With New York and California leading the way, it is very clear that the next area of change is to see more supply from the distribution side of the grid. This was necessitated by the retirement of several large centralized generators due to EPA and other rulings.
- The newer sources of power are also from renewable sources meaning that they are intermittent in nature and generally cannot be dispatched.
- Newer mechanisms such as microgrids are coming into play, which can almost be defined as smaller grids within the existing distribution grid. These grids have the ability to be somewhat self-sufficient in energy supply-demand under some circumstances.
- The advent of AMI and better sensing mechanisms in the field is allowing distribution utilities to control demand in ways that were considered not possible before.
So, what about the Independent Distribution System Operator?

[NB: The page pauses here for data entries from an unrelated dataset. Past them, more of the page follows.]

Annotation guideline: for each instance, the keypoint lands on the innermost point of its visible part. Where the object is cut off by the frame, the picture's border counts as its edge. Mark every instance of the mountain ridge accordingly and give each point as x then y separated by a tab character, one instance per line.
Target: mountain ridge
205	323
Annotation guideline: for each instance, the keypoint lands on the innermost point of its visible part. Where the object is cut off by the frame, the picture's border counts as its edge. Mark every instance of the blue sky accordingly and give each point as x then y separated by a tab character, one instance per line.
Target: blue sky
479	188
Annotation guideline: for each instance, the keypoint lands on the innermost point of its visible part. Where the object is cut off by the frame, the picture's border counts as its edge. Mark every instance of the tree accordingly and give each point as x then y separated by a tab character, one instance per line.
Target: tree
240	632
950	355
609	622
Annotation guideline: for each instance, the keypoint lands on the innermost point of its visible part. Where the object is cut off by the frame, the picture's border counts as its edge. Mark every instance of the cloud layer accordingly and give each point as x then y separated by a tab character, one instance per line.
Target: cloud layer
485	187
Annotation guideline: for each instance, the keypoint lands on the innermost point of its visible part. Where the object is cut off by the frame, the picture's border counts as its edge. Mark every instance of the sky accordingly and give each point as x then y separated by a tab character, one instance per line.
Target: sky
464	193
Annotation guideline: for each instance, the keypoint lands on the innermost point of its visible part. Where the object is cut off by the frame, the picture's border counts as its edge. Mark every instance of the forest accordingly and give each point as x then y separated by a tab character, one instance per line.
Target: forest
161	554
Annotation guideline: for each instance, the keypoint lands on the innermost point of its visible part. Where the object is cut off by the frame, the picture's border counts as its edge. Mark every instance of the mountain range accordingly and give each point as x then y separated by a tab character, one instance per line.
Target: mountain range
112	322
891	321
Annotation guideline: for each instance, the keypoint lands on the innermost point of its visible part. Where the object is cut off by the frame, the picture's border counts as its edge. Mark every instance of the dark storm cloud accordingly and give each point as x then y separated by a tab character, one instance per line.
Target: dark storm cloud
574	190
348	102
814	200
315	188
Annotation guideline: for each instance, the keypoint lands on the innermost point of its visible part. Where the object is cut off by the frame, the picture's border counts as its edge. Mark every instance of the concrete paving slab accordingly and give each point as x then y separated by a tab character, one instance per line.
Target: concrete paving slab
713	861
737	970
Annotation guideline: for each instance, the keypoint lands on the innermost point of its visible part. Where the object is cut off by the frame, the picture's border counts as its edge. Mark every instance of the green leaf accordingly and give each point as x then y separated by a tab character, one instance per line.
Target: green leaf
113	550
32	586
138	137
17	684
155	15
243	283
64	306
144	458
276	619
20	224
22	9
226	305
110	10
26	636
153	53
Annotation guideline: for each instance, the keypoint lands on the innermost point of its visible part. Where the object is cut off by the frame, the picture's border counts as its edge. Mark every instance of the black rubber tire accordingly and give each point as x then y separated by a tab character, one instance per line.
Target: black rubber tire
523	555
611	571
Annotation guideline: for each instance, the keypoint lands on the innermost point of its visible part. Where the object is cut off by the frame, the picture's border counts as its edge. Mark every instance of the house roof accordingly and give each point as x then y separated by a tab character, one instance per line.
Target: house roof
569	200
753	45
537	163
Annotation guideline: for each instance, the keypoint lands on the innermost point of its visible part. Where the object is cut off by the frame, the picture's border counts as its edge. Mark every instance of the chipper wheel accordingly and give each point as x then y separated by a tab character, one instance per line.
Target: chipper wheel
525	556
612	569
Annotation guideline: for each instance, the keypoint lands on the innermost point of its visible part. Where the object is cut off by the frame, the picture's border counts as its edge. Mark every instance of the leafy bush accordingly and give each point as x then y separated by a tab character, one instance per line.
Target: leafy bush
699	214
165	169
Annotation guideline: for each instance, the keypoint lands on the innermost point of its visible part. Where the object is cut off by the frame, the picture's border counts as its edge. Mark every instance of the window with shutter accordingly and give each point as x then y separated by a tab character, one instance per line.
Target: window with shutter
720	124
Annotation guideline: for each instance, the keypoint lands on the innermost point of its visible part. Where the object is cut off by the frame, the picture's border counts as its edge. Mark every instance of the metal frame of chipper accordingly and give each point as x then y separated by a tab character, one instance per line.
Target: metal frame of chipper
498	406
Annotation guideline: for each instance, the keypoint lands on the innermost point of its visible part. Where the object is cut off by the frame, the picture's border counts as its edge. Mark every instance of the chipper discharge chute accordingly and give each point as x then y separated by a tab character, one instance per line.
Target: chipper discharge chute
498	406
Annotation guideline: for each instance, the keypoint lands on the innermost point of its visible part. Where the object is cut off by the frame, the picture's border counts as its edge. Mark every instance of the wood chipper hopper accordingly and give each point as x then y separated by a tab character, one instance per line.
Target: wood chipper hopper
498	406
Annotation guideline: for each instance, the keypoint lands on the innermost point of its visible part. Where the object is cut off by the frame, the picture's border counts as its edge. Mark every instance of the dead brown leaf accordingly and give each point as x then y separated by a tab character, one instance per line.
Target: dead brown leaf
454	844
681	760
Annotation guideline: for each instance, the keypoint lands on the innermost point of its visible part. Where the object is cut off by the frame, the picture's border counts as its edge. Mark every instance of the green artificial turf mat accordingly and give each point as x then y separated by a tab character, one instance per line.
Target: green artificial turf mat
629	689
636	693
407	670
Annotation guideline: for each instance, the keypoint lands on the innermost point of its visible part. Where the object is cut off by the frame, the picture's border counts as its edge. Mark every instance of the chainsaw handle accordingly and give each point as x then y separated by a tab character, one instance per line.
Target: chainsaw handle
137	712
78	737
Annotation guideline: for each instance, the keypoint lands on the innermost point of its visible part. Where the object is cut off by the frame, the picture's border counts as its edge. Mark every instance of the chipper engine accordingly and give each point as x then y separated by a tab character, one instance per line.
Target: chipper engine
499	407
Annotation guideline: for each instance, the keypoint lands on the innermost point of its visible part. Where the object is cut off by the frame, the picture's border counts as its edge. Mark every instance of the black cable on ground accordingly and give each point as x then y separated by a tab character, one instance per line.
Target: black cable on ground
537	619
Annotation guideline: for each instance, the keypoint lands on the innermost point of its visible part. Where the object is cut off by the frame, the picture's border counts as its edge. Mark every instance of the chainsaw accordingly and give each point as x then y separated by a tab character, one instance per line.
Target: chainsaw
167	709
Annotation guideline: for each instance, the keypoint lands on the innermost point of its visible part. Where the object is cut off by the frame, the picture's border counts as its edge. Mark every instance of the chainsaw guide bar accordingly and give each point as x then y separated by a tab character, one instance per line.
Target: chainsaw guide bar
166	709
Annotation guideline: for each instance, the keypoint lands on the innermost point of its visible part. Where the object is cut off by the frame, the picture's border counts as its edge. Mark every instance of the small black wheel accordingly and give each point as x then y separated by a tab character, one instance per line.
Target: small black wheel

Real changes are coming to the distribution system, as well. If the state of New York has its way — and all the signs are there that it will — we will have the beginning of a distribution system (and market) operator. New York is calling it the Distribution System Platform provider, or DSP, and has set up a stakeholder-driven process to put it in motion. For starters, it is expected that the existing utilities will run this operation. This is an acceptable situation for now because the number of independent participants are still small in number and small in terms of amount of energy pumped into the grid.
However, if and when:
- The number of independent participants — people who own generation that delivers power into the grid — goes up and/or
- The number of microgrids capable of some level of independent operation goes up and/or
- Retail providers start aggregating customers and/or providers to be able to deliver significant amounts of power into the distribution grid
- Or others - then
We should at least have a conversation about making this DSP (or a different name) independent. And this should not be just considered a New York state issue. It is fair to expect that every state will be moving in this direction at some point soon. Everyone is watching New York.